After complete resection of the lesion, hemostasis is achieved with bipolar forceps and Floseal®. In cases in which the dura mater is opened and/or CSF leakage is evident, skull base reconstruction using a multilayer technique with collagen matrix, autologous fascia, or acellular allogenic dermis is performed. A wedge-shaped piece of polymerized absorbable Medpor can be introduced as a rigid buttress to prevent postoperative enophthalmos when a large bony defect is expected. Finally, the periosteum is sutured with 5-0 absorbable suture, and the skin is closed with 6-0 fast-absorbing plain gut. No lumbar drainage is usually required postoperatively, unless the frontal sinus is breached during surgery.

3 Tips for ETOA to the Orbital Apex

  • A multidisciplinary team with expertise in endoscopic techniques, consisting of a neurosurgeon, orbital surgeon, and otolaryngologist is essential in ETOA.

  • When approaching the orbital apex via the ETOA, one should keep in mind key anatomical landmarks, such as recurrent meningeal artery, superior orbital fissure, and meningo-orbital band.

  • Because long-standing globe retraction may often cause elevation of orbital pressure, resulting in cardiac arrhythmias, frequent monitoring of pupil size, heart rate, and blood pressure, along with electrocardiography, are required, and intermittent release from retraction of the eyeball is recommended.

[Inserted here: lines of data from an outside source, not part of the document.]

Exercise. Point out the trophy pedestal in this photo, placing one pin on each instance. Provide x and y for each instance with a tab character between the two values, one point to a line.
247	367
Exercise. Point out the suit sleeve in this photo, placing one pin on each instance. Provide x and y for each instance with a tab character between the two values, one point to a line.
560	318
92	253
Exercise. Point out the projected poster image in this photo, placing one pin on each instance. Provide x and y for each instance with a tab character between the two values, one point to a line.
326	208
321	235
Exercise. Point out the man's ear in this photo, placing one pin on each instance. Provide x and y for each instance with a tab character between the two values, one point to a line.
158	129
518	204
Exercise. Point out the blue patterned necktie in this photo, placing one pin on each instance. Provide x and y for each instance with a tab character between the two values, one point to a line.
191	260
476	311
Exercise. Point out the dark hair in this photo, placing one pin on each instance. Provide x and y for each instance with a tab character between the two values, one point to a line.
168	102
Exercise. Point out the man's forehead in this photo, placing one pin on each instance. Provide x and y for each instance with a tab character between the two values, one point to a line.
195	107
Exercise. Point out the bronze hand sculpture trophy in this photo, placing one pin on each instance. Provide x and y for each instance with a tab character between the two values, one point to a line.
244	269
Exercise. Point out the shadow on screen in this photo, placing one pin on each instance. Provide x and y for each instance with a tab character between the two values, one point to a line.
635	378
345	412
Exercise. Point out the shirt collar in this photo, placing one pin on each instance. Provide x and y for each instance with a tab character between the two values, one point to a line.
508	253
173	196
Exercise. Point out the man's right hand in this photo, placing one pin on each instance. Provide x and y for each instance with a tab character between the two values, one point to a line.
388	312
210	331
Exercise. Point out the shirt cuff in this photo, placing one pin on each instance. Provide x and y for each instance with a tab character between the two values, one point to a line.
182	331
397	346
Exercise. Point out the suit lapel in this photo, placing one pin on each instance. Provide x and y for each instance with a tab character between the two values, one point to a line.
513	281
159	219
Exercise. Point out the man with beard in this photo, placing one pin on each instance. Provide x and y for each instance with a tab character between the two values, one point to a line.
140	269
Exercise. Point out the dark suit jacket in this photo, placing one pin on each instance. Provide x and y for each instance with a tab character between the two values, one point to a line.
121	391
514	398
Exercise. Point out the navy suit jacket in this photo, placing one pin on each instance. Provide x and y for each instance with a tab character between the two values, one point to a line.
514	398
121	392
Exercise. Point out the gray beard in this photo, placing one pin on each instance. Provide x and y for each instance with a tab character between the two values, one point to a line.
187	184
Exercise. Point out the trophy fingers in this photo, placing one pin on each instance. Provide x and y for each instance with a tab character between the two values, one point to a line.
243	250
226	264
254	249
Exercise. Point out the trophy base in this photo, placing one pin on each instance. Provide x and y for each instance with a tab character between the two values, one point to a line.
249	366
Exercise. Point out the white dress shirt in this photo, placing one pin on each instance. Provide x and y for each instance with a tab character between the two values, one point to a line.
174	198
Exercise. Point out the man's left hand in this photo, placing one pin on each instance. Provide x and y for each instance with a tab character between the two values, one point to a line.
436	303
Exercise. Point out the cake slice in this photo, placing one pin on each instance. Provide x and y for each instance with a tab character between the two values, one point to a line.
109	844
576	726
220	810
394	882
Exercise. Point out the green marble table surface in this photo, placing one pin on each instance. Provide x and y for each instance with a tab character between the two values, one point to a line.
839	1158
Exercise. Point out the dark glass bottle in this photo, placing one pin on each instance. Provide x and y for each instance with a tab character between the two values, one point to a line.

One should be cognizant and cautious of the potential risk of postoperative visual loss due to retraction of the ipsilateral globe during ETOA.

  • As with any novel surgical technique, a concerning drawback is the long learning curve that is required for the maneuverability of the zero-degree and angled endoscopes in a narrow operative field via the transorbital corridor. It is thus important that practice in the cadaver laboratory be made mandatory to gain familiarity with this minimally invasive approach.